Queenie(40)
“Queenie. You’re Caribbean. Brixton is you lot’s domain. You should know what’s going on in your area. The same way that I’m African, and Peckham is my lot’s domain. I know what’s happening in Peckham,” Kyazike informed me.
“So why didn’t you choose somewhere in your domain?” I asked her.
“I need to broaden my horizons, break out of the ends. My search for Mr. Right continues and I ain’t finding him in Peckham,” she said, reading a message on her phone. “But true say this club is too dead for me. My cousins are at a rave on Old Kent Road, you want to come?”
We went to slide our way inside and were stopped by a drunk girl with short pink hair who reached out and ran her hands through my twists as if they weren’t attached to my scalp. “OhmygodIlovethemsomuuuch!” she gasped, mesmerized.
“What the fuck do you think you’re doing?” Kyazike said, grabbing the girl by the wrist and pushing her hand away. “You can’t do that!”
“Oh my God,” the girl whimpered, clutching her wrist as if Kyazike had snapped it.
“Don’t fucking touch people like they’re your property!” Kyazike shouted at the girl. “You dickhead.”
The girl’s friends hurried around her and cooed over her drunkenly as Kyazike and I started to walk away, me tucking my hair into my scarf so that we didn’t have a repeat performance.
“What’s going on here?” A bouncer with dyed red hair that matched a tight T-shirt that strained over his muscles appeared suddenly from the darkness and put each of his giant hands on mine and Kyazike’s shoulders.
“Eh, take your hands off me.” Kyazike stepped away from him. “Ask her what’s going on.” She gestured at my handler.
“I was only being nice,” the blond girl said, looking with big blinking eyes at the bouncer.
“Right, you two, you’ll have to leave.” The bouncer put his hand back on Kyazike’s shoulder and pushed us toward the door.
“We’re leaving your shit club anyway,” Kyazike told him. “But if you like your clientele reaching out to touch black people like we’re animals in a petting zoo, then fair play, innit.”
Kyazike went off to Old Kent Road while I sat on the bus home, absolutely astonished and yet still not entirely shocked by what had happened in the club. It was unfair, whichever way you looked at it, and was pretty indisputable evidence that even in Brixton, where we were meant to be the majority, we weren’t. Another reminder that we and our needs didn’t matter. Before I got off the bus, I made an internal list of people who could touch my hair:
1. Me
2. A hairdresser
3. That’s it, that’s the whole list
chapter
NINE
THE DAY WAS dragging. Darcy was on a pre-Christmas break with her family, and I was too exhausted by life to try to talk to anybody else in my office, so my only interaction was with Chuck the intern. He kept asking me to join him for coffee, and I kept finding more inventive ways of saying no. He, more than anyone, needs to learn that you can’t have everything you want. Why wasn’t I this much of a beacon for men when I was a teenager? It would have undone years of damage caused by being the funny friend in a group of desirable blondes, brunettes, and redheads. I was about to go and make my millionth cup of tea for something to do when I got an e-mail from Ted.

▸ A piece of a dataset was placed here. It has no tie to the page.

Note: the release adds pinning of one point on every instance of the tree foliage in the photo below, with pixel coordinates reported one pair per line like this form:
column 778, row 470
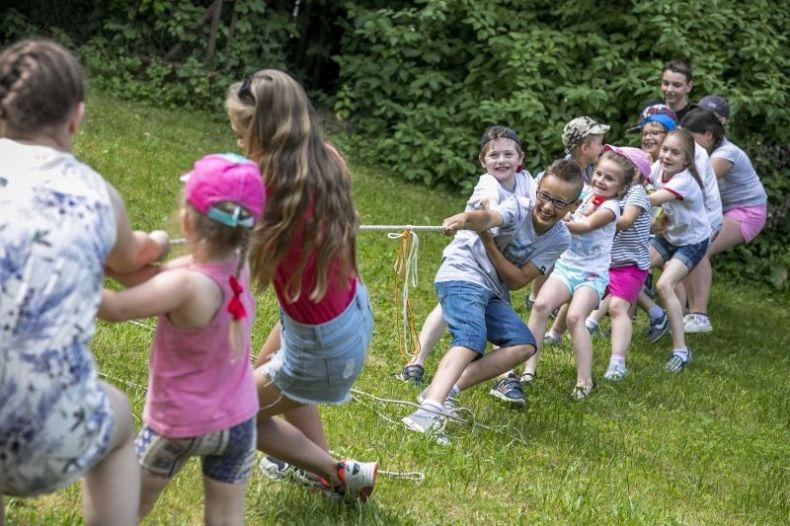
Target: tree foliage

On Tuesday, 11th December, Noman, Ted <[email protected])> wrote at 16:21:
Can I talk to you?
I eschewed the pull of him and carried on with a new pitch to Gina since none of the others had been good enough. When I felt ready, I printed my pitch and made my way to Gina’s office. I walked in quietly and closed the door behind me.

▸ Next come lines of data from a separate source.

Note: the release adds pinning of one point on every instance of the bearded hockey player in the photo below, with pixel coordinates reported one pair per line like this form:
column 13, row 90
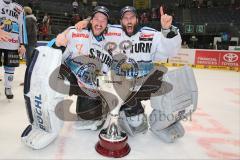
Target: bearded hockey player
column 144, row 46
column 13, row 38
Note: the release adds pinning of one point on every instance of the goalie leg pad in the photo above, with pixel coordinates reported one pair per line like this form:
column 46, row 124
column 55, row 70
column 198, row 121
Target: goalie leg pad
column 41, row 99
column 171, row 133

“What have you got for me?” Gina asked without looking away from her screen.
I took a deep breath to steel myself before I started. “It’s called ‘Trigger Thumbs.’?”
“What?” Gina asked, turning to face me.
“It’s a piece about liberals who tweet traumatic content.”
“And what’s the content of the piece, once we get beyond your wordplay?”
“Well, basically, it’s about how people post all of these horrifying stories about rape, sexual abuse, kidnapping, bombings, school shootings, basically everything bad that has happened, without thinking about how it will affect anyone who sees.”
“Who are these people who are posting?” Gina asked, going back to her screen.
“Well, mainly all of these liberal white journalists who can afford to work in journalism because their ric—”
“Careful.”
“Okay, well, how about—” I tried to change tack.
“You need more of a hook, either way.”
“Right. Well, what if the hook is the Me Too movement? Loads of people were posting their stories of sexual assault without thinking about how women who didn’t feel like they could spe—”
“Way too long ago now.”
“Um, okay.” I floundered. “How about—”
“How about for the blog you look back at, say, ten of the best black dresses Me Too movement supporters have worn at awards ceremonies?”
“Seriously?” I asked.
“Yes,” Gina said. “It’s Christmas season and people need chic party dresses. Good to attach some moral standing to it.”